Actually, I tried the experiment suggested above on the IMDB dataset using a simple model with one LSTM layer. One time, I used only one label per each sample (as in original approach of @Shlomi) and the other time I replicated the labels to have one label per each timestep of a sample (as I suggested above). Here is the code if you would like to try it yourself:

from keras.layers import *
from keras.models import Sequential, Model
from keras.datasets import imdb
from keras.preprocessing.sequence import pad_sequences
import numpy as np

vocab_size = 10000
max_len = 200
(x_train, y_train), (x_test, y_test) = imdb.load_data(num_words=vocab_size)
X_train = pad_sequences(x_train, maxlen=max_len)

def create_model(return_seq=False, stateful=False):
    batch_size = 1 if stateful else None
    model = Sequential()
    model.add(Embedding(vocab_size, 128, batch_input_shape=(batch_size, None)))
    model.add(CuDNNLSTM(64, return_sequences=return_seq, stateful=stateful))
    model.add(Dense(1, activation='sigmoid'))

    model.compile(optimizer='rmsprop', loss='binary_crossentropy', metrics=['acc'])
    return model

# train model with one label per sample
train_model = create_model()
train_model.fit(X_train, y_train, epochs=10, batch_size=128, validation_split=0.3)

# replicate the labels
y_train_rep = np.repeat(y_train, max_len).reshape(-1, max_len, 1)

# train model with one label per timestep
rep_train_model = create_model(True)
rep_train_model.fit(X_train, y_train_rep, epochs=10, batch_size=128, validation_split=0.3)

Then we can create the stateful replicas of the training models and run them on some test data to compare their results:

# replica of `train_model` with the same weights
test_model = create_model(False, True)
test_model.set_weights(train_model.get_weights())
test_model.reset_states()

# replica of `rep_train_model` with the same weights
rep_test_model = create_model(True, True)
rep_test_model.set_weights(rep_train_model.get_weights())
rep_test_model.reset_states()

def stateful_predict(model, samples):
    preds = []
    for s in samples:
        model.reset_states()
        ps = []
        for ts in s:
            p = model.predict(np.array([[ts]]))
            ps.append(p[0,0])
        preds.append(list(ps))
    return preds

X_test = pad_sequences(x_test, maxlen=max_len)

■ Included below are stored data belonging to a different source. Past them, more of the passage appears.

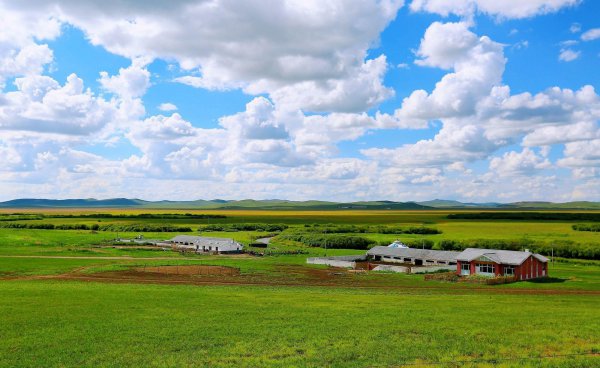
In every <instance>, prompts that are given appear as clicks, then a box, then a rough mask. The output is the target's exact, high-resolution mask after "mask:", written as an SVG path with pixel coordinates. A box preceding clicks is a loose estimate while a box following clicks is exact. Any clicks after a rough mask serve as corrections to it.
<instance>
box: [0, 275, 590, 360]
mask: <svg viewBox="0 0 600 368" xmlns="http://www.w3.org/2000/svg"><path fill="white" fill-rule="evenodd" d="M0 290H1V293H0V315H2V322H3V323H2V324H0V335H1V336H2V337H3V338H2V339H1V340H0V357H2V359H0V366H3V367H16V366H46V367H48V366H78V367H81V366H89V367H99V366H114V367H116V366H148V367H167V366H214V367H231V366H236V367H259V366H275V367H289V366H309V367H323V366H331V367H365V366H369V367H388V366H400V365H401V364H402V363H413V364H414V363H425V362H442V363H448V366H456V365H453V364H455V363H454V362H456V361H463V362H464V361H467V362H468V361H473V360H475V361H480V362H481V361H486V360H488V362H487V365H486V366H492V363H491V362H496V361H498V363H500V364H499V365H498V366H531V367H541V366H548V367H591V366H594V365H595V364H597V363H598V357H597V356H593V355H585V354H587V353H589V352H594V351H595V352H598V350H597V349H598V335H597V332H598V327H600V326H598V322H597V321H598V311H597V299H592V298H589V297H581V296H569V297H564V296H539V295H537V296H536V295H533V296H531V295H525V296H523V295H487V294H470V295H453V294H440V293H434V292H419V293H397V292H395V293H390V292H380V291H372V290H353V289H333V290H331V289H314V288H313V289H305V288H260V287H202V288H198V287H187V286H157V285H133V284H125V285H116V284H87V283H71V282H61V283H56V282H31V281H11V282H3V283H0ZM517 306H518V307H517ZM571 354H577V355H572V356H571ZM579 354H582V355H579ZM553 355H558V356H559V357H555V358H543V359H535V358H538V357H541V356H543V357H546V356H553ZM561 355H569V356H567V357H564V356H563V357H560V356H561ZM523 358H529V359H524V360H523ZM532 358H533V359H532ZM499 359H500V360H499ZM501 359H506V360H504V361H503V360H501ZM458 365H463V364H462V363H461V364H458ZM420 366H426V365H425V364H422V365H420ZM438 366H439V364H438ZM494 366H496V365H494Z"/></svg>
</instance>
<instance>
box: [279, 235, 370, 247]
mask: <svg viewBox="0 0 600 368" xmlns="http://www.w3.org/2000/svg"><path fill="white" fill-rule="evenodd" d="M279 239H282V240H292V241H297V242H299V243H302V244H304V245H308V246H310V247H321V248H329V249H365V250H366V249H369V247H370V246H371V245H373V244H375V241H374V240H372V239H367V238H363V237H360V236H346V235H329V234H307V233H292V234H285V235H280V236H279Z"/></svg>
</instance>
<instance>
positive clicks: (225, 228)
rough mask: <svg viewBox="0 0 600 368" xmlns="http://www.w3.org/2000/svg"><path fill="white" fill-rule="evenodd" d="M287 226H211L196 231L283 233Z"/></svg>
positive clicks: (248, 225)
mask: <svg viewBox="0 0 600 368" xmlns="http://www.w3.org/2000/svg"><path fill="white" fill-rule="evenodd" d="M287 228H288V226H287V225H285V224H212V225H206V226H203V227H201V228H199V229H198V231H230V232H235V231H266V232H273V231H283V230H285V229H287Z"/></svg>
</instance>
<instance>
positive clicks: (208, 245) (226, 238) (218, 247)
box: [170, 235, 244, 253]
mask: <svg viewBox="0 0 600 368" xmlns="http://www.w3.org/2000/svg"><path fill="white" fill-rule="evenodd" d="M170 242H171V244H172V245H173V246H174V247H176V248H179V249H188V250H193V251H195V252H196V253H239V252H241V251H242V249H243V248H244V246H243V245H242V244H240V243H238V242H236V241H235V240H233V239H228V238H209V237H205V236H191V235H177V236H176V237H174V238H173V239H171V240H170Z"/></svg>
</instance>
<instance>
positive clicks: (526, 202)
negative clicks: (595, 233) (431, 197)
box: [418, 199, 600, 210]
mask: <svg viewBox="0 0 600 368" xmlns="http://www.w3.org/2000/svg"><path fill="white" fill-rule="evenodd" d="M418 203H419V204H420V205H423V206H428V207H434V208H448V209H452V208H456V209H461V208H463V209H467V208H473V209H475V208H480V209H520V210H527V209H529V210H536V209H537V210H545V209H555V210H594V209H600V202H587V201H581V202H564V203H554V202H535V201H531V202H512V203H497V202H484V203H472V202H459V201H453V200H445V199H434V200H431V201H423V202H418Z"/></svg>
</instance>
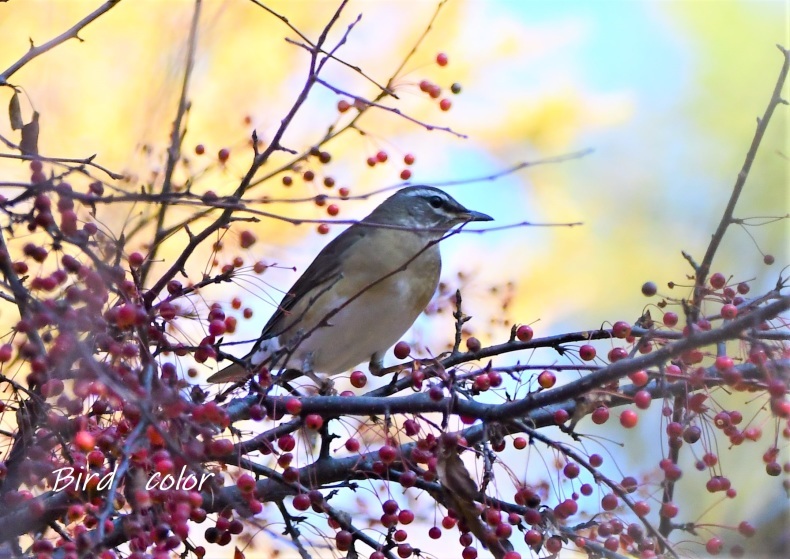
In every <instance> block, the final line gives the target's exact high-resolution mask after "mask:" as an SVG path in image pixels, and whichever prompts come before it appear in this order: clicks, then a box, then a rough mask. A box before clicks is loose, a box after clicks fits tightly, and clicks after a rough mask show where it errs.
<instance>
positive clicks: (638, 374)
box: [628, 371, 650, 386]
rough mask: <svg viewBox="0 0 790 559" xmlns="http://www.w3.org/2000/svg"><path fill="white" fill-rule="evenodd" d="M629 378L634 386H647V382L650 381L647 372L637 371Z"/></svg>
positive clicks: (628, 375)
mask: <svg viewBox="0 0 790 559" xmlns="http://www.w3.org/2000/svg"><path fill="white" fill-rule="evenodd" d="M628 378H629V379H630V380H631V382H633V383H634V386H644V385H646V384H647V381H649V380H650V377H649V375H648V374H647V371H637V372H635V373H631V374H629V375H628Z"/></svg>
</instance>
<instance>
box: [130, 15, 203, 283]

Actually, the first sample of X_test has a 0 label (i.e. belongs to negative class) and the second sample of X_test has a 1 label (i.e. belongs to positive class). So let's first see what the stateful prediction of test_model (i.e. the one that were trained using one label per sample) for these two samples would look like:

import matplotlib.pyplot as plt

preds = stateful_predict(test_model, X_test[0:2])

plt.plot(preds[0])
plt.plot(preds[1])
plt.legend(['Class 0', 'Class 1'])

The result:

Correct label (i.e. probability) at the end (i.e. timestep 200) but very spiky and fluctuating in between. Now let's compare it with the stateful predictions of the rep_test_model (i.e. the one that were trained using one label per each timestep):

preds = stateful_predict(rep_test_model, X_test[0:2])

plt.plot(preds[0])
plt.plot(preds[1])
plt.legend(['Class 0', 'Class 1'])

The result:

Again, correct label prediction at the end but this time with a much more smoother and monotonic trend, as expected.

Note that this was just an example for demonstration and therefore I have used a very simple model here with just one LSTM layer and I did not attempt to tune it at all. I guess with a better tuning of the model (e.g. adjusting the number of layers, number of units in each layer, activation functions used, optimizer type and parameters, etc.), you might get far better results.